Background: Stomach cancer is one of leading causes of death worldwide. In Thailand, the incidence and mortality of stomach cancer are in the top ten for cancers. Effects of DNA repair gene X-ray repair cross complementary protein 1 (XRCC1) polymorphisms and clinicopathological characteristics on survival of stomach cancer in Thailand have not been previously reported. The aim of this study was to investigate the effects of XRCC1 gene and clinicopathological characteristics on survival of stomach cancer patients in Thailand.

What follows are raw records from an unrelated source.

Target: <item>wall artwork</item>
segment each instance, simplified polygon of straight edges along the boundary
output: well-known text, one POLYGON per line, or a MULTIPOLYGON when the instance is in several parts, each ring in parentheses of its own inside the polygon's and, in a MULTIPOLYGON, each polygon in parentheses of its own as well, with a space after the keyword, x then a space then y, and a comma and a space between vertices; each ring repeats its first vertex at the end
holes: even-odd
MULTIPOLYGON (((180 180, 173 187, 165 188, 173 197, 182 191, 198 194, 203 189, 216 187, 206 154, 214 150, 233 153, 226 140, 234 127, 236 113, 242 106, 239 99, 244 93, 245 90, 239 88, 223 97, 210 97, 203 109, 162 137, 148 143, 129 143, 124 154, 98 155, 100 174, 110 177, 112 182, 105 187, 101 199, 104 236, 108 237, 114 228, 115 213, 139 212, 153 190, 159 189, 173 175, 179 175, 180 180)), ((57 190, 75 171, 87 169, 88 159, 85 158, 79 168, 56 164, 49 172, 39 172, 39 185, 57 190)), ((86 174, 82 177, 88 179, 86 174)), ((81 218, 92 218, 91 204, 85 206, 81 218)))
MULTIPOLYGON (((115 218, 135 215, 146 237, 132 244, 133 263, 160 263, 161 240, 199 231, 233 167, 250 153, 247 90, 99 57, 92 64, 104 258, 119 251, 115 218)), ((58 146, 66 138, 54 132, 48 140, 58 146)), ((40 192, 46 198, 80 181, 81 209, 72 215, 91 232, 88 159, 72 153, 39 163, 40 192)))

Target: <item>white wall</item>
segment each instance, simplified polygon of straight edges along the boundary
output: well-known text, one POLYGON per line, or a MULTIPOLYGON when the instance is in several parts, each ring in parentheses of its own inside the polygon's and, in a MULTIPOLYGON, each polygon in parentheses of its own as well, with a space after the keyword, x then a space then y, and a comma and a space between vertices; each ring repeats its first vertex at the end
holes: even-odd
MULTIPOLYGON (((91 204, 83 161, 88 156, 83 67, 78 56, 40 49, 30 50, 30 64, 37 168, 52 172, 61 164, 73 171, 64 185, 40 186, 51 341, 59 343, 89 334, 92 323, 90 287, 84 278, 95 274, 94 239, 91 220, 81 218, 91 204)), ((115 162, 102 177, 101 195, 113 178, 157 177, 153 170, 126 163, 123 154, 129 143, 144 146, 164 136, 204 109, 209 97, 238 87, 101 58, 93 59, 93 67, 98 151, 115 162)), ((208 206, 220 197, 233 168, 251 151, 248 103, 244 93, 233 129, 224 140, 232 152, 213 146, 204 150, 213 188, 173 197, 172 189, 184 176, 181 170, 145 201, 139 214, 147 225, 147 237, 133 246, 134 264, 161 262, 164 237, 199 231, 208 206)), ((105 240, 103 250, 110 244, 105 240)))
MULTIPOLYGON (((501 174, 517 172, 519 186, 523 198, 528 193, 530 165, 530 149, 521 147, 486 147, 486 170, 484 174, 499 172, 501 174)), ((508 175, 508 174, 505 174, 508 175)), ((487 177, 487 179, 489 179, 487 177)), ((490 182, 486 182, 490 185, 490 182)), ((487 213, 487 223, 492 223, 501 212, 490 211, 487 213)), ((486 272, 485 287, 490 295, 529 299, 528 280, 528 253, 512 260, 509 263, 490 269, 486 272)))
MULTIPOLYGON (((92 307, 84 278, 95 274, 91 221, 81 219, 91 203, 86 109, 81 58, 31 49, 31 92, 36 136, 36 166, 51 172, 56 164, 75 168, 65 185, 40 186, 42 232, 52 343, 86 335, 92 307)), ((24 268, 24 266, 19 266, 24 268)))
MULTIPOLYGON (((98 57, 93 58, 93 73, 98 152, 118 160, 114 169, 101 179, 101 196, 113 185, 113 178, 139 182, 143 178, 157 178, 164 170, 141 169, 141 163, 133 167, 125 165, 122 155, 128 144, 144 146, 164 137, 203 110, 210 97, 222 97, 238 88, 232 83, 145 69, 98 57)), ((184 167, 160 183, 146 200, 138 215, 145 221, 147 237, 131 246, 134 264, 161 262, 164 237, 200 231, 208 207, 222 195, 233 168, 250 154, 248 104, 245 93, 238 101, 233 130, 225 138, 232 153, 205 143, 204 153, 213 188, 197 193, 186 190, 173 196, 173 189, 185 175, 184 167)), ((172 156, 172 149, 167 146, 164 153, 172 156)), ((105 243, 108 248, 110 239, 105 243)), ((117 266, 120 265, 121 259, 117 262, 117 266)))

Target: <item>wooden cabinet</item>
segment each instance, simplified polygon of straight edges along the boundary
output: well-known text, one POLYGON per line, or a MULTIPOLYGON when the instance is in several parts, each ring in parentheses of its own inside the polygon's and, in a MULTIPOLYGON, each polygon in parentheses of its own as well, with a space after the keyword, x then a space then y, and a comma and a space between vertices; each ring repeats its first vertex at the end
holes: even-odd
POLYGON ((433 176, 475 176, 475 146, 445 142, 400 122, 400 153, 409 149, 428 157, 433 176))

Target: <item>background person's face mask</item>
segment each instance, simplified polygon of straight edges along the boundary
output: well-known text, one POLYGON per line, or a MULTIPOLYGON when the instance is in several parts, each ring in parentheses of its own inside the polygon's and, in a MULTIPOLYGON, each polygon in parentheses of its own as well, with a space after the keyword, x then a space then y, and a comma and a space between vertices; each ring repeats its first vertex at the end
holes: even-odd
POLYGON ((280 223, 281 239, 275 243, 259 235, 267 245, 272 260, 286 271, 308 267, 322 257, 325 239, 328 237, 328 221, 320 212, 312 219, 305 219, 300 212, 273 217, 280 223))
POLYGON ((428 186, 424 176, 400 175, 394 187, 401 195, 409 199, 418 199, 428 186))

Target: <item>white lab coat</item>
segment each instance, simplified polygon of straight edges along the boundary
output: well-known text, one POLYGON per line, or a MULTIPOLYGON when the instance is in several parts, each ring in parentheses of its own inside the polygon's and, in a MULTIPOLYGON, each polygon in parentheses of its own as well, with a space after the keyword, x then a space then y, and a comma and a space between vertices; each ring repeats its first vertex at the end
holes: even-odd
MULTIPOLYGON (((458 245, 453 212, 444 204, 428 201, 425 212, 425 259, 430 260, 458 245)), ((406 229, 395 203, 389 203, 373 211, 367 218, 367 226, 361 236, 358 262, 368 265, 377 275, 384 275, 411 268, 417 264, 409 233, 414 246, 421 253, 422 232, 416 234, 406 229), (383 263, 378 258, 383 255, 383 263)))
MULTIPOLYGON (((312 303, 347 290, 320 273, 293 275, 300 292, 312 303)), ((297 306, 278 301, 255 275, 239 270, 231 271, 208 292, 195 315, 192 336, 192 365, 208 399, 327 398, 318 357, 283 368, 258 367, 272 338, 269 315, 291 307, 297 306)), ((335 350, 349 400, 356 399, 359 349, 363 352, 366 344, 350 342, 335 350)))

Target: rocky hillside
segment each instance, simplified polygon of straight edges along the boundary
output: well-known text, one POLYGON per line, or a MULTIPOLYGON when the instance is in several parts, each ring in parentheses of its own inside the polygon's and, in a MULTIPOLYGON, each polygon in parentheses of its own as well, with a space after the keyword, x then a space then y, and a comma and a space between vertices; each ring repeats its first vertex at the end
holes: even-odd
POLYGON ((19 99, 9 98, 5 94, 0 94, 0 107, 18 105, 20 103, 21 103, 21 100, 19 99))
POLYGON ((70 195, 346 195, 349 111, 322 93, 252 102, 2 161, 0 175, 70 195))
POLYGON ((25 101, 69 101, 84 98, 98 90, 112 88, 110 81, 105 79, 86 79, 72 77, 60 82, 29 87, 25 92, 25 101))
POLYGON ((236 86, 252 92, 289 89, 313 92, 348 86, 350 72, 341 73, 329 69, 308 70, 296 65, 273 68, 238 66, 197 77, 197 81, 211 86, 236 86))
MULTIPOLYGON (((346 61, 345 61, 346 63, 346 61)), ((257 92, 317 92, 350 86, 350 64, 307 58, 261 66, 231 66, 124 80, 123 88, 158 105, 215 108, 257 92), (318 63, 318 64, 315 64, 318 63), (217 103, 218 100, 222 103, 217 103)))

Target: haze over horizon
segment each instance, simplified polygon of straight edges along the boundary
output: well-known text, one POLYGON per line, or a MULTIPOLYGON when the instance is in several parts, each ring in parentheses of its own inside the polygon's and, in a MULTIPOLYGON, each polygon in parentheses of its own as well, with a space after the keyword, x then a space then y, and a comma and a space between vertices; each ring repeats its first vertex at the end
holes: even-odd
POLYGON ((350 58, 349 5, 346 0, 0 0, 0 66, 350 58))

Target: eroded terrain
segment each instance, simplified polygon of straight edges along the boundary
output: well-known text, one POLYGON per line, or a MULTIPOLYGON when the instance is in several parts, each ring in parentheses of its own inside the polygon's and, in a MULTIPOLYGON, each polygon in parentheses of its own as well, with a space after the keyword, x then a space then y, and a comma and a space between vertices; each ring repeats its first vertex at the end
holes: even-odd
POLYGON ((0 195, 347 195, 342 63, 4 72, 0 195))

Materials and Methods: Data and blood samples were collected from 101 newly diagnosed stomach cancer cases pathologically confirmed and recruited during 2002 to 2006 and followed-up for vital status until 31 October 2012. Genotype analysis was performed using real-time PCR-HRM. The data were analyzed using the Kaplan-Meier method to yield cumulative survival curve, log-rank test to assess statistical difference of survival and Cox proportional hazard models to estimate adjusted hazard ratio. Results: The total followed-up times were 2,070 person-months, and the mortality rate was 4.3 per 100 person-months. The median survival time after diagnosis was 8.07 months. The cumulative 1-, 3-, 5-years survival rates were 40.4%, 15.2 % and 10.1 % respectively. After adjustment, tumour stage were associated with an increased risk of death (p= 0.036). The XRCC1 Gln339Arg, Arg/Arg homozygote was also associated with increased risk but statistically this was non-significant. Conclusions: In addition to tumour stage, which is an important prognostic factor affecting to the survival of stomach cancer patients, the genetic variant Gln339Arg in XRCC1 may non-significantly contribute to risk of stomach cancer death among Thai people. Larger studies with different populations are need to verify ours findings.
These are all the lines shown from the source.